Hope it works out for you.

Glad you approve of my approach clubbers... I was concerned I was being too much of a rational lawyer and dealing with this as another contract negotiation. 

Coracle - divorce is the BEST THING that could happen to them. Everyone who knows them agrees with this. My brother and I both told them years ago that if they were that unhappy with each other then they should just end it and get on with their own lives.

I want the property because I have always wanted the property, ever since I was a kid I have imagined the house I would build there.

It is quite genuinely one of the most spectacular properties anywhere in the world and I say that without exaggeration or hyperbole and having seen quite a bit of the world.

If I get my hands on it though it will never be sold.. so not really an investment. 

 

 

 

 

 

Fair enough. If that's the outcome I'd still approach it the same to firstly try and bring the matter to a head so they can both move on and secondly to get them to think less about who did/said what and instead more about what practically they should do.

I'm not sure buying your mother out is a good idea though. Forget family dynamics: you'll be tying up all your cash for decades with no return and no way out (unless you are going to evict your father).
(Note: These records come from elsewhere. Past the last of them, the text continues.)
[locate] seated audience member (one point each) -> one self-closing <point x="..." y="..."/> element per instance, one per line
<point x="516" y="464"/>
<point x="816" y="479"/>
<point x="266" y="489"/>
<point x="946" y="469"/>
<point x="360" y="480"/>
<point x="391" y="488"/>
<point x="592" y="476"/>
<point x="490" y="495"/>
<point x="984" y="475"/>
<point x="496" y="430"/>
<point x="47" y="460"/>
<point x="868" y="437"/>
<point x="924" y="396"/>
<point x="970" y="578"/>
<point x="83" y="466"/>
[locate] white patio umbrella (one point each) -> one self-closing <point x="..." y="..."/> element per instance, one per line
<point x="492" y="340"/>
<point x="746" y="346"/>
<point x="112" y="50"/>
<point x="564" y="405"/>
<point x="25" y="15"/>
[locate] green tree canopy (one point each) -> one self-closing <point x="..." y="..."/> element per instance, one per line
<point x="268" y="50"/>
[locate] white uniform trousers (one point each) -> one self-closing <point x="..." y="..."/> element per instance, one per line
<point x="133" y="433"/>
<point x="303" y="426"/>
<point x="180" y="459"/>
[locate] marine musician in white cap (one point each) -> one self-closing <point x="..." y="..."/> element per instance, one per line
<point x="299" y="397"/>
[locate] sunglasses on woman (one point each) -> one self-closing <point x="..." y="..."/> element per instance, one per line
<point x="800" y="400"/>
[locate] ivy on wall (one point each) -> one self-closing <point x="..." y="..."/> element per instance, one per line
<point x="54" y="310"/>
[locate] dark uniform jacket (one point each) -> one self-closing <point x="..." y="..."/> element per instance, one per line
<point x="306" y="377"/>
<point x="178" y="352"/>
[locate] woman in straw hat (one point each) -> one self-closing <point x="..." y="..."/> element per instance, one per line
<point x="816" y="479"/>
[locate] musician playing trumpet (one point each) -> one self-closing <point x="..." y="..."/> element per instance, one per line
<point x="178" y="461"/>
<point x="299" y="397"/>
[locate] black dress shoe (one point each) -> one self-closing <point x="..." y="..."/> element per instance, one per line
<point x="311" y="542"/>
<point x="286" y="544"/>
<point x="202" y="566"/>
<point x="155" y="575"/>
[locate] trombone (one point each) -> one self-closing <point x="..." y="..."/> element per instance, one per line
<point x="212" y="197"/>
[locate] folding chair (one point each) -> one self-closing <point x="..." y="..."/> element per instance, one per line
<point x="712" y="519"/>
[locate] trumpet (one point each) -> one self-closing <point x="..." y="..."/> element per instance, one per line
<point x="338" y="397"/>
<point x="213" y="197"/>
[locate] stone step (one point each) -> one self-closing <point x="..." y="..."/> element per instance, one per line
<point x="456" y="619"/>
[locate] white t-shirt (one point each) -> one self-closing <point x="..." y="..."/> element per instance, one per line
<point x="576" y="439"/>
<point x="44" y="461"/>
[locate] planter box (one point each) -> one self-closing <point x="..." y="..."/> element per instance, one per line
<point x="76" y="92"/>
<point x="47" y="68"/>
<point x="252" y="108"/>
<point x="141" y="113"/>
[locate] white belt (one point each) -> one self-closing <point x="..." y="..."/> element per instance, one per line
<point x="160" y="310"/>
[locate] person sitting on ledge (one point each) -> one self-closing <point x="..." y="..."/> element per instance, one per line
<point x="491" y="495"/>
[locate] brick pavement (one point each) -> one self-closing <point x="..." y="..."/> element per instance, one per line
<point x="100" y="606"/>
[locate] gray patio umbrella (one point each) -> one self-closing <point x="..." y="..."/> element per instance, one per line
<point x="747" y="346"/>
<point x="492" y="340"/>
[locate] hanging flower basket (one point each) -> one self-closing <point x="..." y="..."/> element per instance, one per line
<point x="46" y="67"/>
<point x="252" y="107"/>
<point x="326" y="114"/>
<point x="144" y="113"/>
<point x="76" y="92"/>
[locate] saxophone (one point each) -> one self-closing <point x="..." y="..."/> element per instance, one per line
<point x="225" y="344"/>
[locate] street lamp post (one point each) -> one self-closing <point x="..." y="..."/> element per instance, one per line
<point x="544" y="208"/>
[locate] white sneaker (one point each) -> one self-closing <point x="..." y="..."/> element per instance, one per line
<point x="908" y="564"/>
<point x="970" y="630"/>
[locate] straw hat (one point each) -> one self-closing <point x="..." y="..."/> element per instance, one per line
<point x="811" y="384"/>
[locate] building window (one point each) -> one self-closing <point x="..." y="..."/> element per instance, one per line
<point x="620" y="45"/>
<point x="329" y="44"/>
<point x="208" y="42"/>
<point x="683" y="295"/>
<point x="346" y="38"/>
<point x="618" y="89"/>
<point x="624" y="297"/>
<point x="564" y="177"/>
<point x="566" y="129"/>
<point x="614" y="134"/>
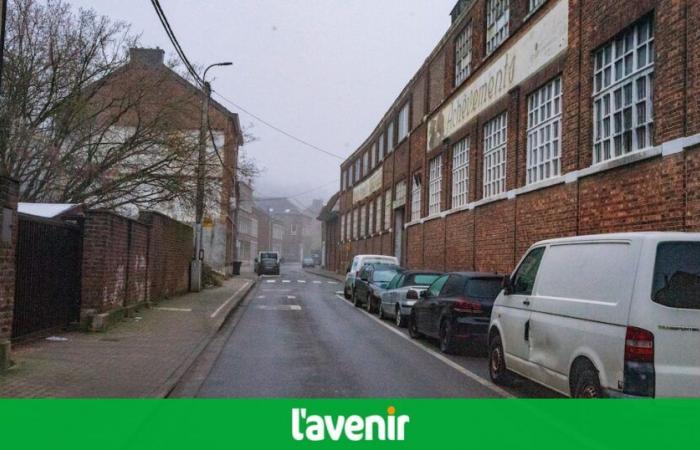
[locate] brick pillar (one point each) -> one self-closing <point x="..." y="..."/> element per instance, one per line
<point x="8" y="242"/>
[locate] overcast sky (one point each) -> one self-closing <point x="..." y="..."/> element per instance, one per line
<point x="322" y="70"/>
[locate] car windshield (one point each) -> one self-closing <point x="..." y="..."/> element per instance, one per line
<point x="483" y="287"/>
<point x="422" y="279"/>
<point x="384" y="276"/>
<point x="676" y="282"/>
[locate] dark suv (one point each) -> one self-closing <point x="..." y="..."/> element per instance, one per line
<point x="456" y="308"/>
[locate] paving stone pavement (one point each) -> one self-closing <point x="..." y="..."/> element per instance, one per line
<point x="138" y="357"/>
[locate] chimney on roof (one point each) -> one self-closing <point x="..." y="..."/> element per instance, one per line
<point x="146" y="56"/>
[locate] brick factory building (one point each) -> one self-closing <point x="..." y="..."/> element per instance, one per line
<point x="531" y="119"/>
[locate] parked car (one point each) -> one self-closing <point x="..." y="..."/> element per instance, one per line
<point x="455" y="308"/>
<point x="354" y="268"/>
<point x="395" y="303"/>
<point x="371" y="282"/>
<point x="267" y="263"/>
<point x="606" y="315"/>
<point x="308" y="262"/>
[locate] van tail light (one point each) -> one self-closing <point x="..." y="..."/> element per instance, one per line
<point x="468" y="306"/>
<point x="639" y="345"/>
<point x="639" y="373"/>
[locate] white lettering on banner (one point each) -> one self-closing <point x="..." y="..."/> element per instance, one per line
<point x="369" y="186"/>
<point x="546" y="40"/>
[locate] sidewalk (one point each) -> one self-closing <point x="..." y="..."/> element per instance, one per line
<point x="143" y="356"/>
<point x="326" y="273"/>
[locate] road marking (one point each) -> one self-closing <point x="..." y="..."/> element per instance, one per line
<point x="468" y="373"/>
<point x="163" y="308"/>
<point x="223" y="305"/>
<point x="279" y="307"/>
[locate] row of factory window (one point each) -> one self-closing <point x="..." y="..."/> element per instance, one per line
<point x="622" y="123"/>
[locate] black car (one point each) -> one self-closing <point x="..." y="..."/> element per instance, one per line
<point x="371" y="282"/>
<point x="455" y="308"/>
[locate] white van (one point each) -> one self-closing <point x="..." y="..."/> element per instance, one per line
<point x="604" y="315"/>
<point x="354" y="268"/>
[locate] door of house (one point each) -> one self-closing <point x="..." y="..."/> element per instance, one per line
<point x="398" y="234"/>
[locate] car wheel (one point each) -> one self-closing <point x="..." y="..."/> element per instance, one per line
<point x="399" y="318"/>
<point x="413" y="327"/>
<point x="497" y="363"/>
<point x="447" y="339"/>
<point x="587" y="383"/>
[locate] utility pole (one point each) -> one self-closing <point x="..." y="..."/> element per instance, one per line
<point x="198" y="257"/>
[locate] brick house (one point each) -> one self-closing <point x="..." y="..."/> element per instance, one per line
<point x="159" y="87"/>
<point x="532" y="119"/>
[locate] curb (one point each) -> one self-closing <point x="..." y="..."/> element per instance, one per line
<point x="172" y="381"/>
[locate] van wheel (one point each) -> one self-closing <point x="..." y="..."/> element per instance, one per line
<point x="413" y="327"/>
<point x="447" y="340"/>
<point x="497" y="363"/>
<point x="355" y="300"/>
<point x="587" y="383"/>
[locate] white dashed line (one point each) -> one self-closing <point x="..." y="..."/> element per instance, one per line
<point x="468" y="373"/>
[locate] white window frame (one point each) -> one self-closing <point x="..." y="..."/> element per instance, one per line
<point x="390" y="137"/>
<point x="363" y="221"/>
<point x="403" y="122"/>
<point x="463" y="55"/>
<point x="544" y="111"/>
<point x="460" y="173"/>
<point x="623" y="92"/>
<point x="387" y="210"/>
<point x="415" y="200"/>
<point x="434" y="185"/>
<point x="497" y="23"/>
<point x="495" y="153"/>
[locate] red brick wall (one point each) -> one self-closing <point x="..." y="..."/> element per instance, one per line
<point x="8" y="201"/>
<point x="169" y="255"/>
<point x="126" y="262"/>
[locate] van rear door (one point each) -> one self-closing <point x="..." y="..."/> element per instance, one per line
<point x="670" y="310"/>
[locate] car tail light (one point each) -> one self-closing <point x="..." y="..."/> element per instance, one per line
<point x="639" y="372"/>
<point x="467" y="306"/>
<point x="639" y="345"/>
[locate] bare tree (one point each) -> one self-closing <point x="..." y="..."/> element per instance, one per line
<point x="75" y="127"/>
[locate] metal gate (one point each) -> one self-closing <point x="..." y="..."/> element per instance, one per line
<point x="47" y="289"/>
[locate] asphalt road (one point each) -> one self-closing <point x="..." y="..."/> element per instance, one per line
<point x="296" y="337"/>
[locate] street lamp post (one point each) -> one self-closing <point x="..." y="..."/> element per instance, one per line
<point x="198" y="257"/>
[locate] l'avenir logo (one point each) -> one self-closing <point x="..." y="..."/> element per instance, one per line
<point x="313" y="427"/>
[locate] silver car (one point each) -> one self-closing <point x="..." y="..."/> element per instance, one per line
<point x="397" y="302"/>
That doesn't seem like a good idea.

Scylla, it's not surprising that it's come to this, just that it took so long. I can only imagine the  emotional turmoil for you and all your family. Feel free to email me if you need a few legal pointers.

Scylla at least you have a brother to help.  As an only child any kind of appearance of side taking gets you grief.  If it was my parents I'd say something to light the blue touch paper and once they're swearing at each other I'd quietly slip out of the house and not come back for some time.
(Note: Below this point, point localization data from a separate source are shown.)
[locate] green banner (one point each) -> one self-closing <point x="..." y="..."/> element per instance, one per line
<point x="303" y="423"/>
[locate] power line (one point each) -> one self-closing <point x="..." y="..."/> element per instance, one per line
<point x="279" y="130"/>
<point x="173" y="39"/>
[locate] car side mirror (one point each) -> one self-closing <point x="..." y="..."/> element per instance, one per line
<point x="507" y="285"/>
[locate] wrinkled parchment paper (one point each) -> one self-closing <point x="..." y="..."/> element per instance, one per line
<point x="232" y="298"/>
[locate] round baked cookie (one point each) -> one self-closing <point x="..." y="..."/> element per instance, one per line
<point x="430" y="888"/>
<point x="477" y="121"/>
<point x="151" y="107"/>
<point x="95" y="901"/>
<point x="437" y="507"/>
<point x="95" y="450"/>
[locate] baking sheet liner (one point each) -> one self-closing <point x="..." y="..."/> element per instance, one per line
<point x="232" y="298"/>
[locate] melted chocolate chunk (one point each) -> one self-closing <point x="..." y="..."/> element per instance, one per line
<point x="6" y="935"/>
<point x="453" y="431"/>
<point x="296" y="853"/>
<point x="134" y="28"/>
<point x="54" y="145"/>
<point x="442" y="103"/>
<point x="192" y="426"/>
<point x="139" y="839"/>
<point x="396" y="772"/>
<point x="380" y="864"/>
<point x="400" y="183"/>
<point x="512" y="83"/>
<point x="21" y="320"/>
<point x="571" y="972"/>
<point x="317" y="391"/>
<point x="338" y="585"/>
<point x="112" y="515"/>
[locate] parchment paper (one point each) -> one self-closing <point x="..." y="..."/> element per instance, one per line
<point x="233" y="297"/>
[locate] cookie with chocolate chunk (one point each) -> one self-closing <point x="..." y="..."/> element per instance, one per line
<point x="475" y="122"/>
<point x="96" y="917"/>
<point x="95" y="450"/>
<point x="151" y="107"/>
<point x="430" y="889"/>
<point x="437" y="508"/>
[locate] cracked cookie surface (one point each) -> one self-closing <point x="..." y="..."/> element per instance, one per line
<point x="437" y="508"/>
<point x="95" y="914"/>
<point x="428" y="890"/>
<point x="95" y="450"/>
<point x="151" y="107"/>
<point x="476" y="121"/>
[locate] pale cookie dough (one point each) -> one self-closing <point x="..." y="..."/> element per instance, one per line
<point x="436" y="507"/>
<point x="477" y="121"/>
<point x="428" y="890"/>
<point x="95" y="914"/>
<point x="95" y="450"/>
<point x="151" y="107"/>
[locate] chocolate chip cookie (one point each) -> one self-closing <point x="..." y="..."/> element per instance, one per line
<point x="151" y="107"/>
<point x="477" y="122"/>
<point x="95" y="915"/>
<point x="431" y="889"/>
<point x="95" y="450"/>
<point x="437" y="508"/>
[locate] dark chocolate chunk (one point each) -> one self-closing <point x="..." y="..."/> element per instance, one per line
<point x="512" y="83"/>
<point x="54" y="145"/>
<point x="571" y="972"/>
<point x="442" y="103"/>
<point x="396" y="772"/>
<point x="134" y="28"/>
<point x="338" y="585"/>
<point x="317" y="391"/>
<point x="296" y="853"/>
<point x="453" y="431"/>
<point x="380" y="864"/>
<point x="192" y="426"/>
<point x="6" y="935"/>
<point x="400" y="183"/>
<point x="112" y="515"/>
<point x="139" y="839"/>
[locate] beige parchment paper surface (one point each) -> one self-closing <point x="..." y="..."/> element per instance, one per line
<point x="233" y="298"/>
Scy aren't you in the middle of building your own dream house in a beautiful location?  If you have the cash to buy your ma out then fine but not if it stops you finishing your amazing home with the orchards.  And even if you do buy it leaves you needing to buy out your bro's 1/4 when your old man pops it (hopefully not for many years obv).

 

It does seem like you've already picked sides from what is said above.

this may be totally unfair, but it sounds like you are prioritising this house over family 

either that or making the house into some proxy for the happy family you wish you had had which you think you can deliver where others have failed

it can't be so amazing it is worth pulling the family apart even further

let it be sold, let everyone get on with their lives without it hanging over your heads

find your own dream house which has nothing to do with your parents and move on

 

It is that amazing Heffa. 

What I am currently looking at doing is paying mother out her half in cash.. and transferring my current property to dad for his half. This leaves me zero savings in the bank but full outright ownership. 

it also saves a whole bunch of real estate fees and commissions all round.

I then own the whole property with no potential for future claims from either mother, if father kicks it before any final settlement of their divorce, and or brother or his missus if they split (which isn't that unlikely either)

Wang. Dream house is still in design stage.. though orchard and other things are moving along. 

My land stays in the family anyway and my dad will be well pleased with owning it and can build his own little house on it.  Brother can have his 1/2 out of that if he wants it when the time comes. 

I actually think this will be best solution for all and do less harm to the family in the long run than if mother forces a sale as that is going to become very acrimonious very fast. 

Girkl that is very kind of you I may very well take you up on that offer.

 

 

Also Heff..

I'm well aware of how fvcked up my family is.. I'm not trying to replace anything or delude myself about creating some kind of fantasy family perfection in my head. 

Anyone who knows me IRL knows I've never, ever portrayed my family background as in any way functional whatsoever.

FWIW your plan sounds pretty fully formed, but it absolutely will end up with your mum thinking you've fvcked her over on it, if you get it that far. It sounds like you might appreciate that already.